Il nous faut un accord, de l’argent pour commencer, de la chance et une loi favorable aux intérêts. Pas avec nous. Aller à la médecine – j’ai entendu. Un médecin est une profession. Soigné, honnête et respectueux. Ils croyaient que le fils du médecin ennoblirait toute la famille, et les fantasmes sur sa propre entreprise rentable se heurteraient rapidement à la réalité cynique dans laquelle « le premier million doit être volé ».

Je le voulais à ma façon. Et je l’ai mis sur ma main

Comme j’en étais prévenu, les rêves ont rapidement cédé la place à la réalité. Si vous avez de la chance, vous ne ferez pas faillite la première année. Le marché est saturé, il est difficile de percer. De plus, de nombreuses réglementations compliquées, en constante évolution et souvent obsolètes.

Errer dans les bureaux, faire la queue à des moments où vous devriez gagner de l’argent. Et ce que vous gagnez au début, malgré votre meilleure volonté, ne vous permet pas de survivre jusqu’au premier. Pour commencer à manger vingt heures par jour, vous êtes dans un voyage sans fin de la ville A à la ville B, vous vous battez sans cesse avec les fournisseurs et les destinataires.

Mais beaucoup d’argent… Combien d’emplois spectaculaires avons-nous dans ce pays ? Et combien sont prêts à dormir pour de l’argent ? Qu’est-ce qui inciterait un investisseur à choisir un invité comme moi – sans aucune réalisation, sans nom ?

Les gens veulent acheter des produits de grandes entreprises qu’ils connaissent grâce à des publicités, et non avec M. Rafaleka d’un domaine voisin. Je peux lui acheter une carotte. Et j’aurais jeté mon travail de rêve en enfer s’il n’y avait pas eu Anita, ma petite amie.

Elle m’a toujours soutenu

Nous nous sommes toujours connus. D’abord en amis, puis en amis, et à la fin de l’école primaire je lui ai demandé s’il veut sortir avec moi. Elle a accepté. Nous avons traversé le lycée et l’université ensemble et sommes entrés dans l’âge adulte.

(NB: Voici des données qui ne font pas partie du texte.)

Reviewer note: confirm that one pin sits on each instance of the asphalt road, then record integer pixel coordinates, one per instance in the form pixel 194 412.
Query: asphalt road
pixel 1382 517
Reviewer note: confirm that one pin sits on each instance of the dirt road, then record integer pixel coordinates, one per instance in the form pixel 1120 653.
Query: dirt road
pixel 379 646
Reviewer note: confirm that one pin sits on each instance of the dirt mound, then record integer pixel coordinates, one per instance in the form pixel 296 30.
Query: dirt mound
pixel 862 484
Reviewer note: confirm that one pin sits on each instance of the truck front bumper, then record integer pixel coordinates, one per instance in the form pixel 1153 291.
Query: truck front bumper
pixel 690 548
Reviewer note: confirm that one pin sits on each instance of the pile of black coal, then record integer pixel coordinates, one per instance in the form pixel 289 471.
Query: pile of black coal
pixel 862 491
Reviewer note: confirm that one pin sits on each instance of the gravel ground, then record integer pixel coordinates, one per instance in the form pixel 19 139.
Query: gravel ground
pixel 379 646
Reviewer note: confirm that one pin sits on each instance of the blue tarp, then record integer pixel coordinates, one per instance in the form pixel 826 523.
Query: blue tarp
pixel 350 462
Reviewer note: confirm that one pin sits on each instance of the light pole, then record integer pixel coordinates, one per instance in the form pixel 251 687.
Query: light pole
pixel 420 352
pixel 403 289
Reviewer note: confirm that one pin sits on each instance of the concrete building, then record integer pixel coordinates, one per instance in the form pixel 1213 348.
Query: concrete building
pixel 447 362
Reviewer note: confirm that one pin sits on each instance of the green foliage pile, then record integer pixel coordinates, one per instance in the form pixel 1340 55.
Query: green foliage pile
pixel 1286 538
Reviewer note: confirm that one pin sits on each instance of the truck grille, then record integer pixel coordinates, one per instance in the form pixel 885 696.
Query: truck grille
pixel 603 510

Anita était une fille ordinaire, j’étais un garçon ordinaire, on s’intègre.

Elle a abordé les choses de la vie très sérieusement, mais aussi avec espoir. Elle a cru en moi et était prête à me soutenir jusqu’au bout, car elle s’est rendu compte que mon choix demandait beaucoup d’investissement et de temps avant que je ne me lance apporter les noix de coco désirées.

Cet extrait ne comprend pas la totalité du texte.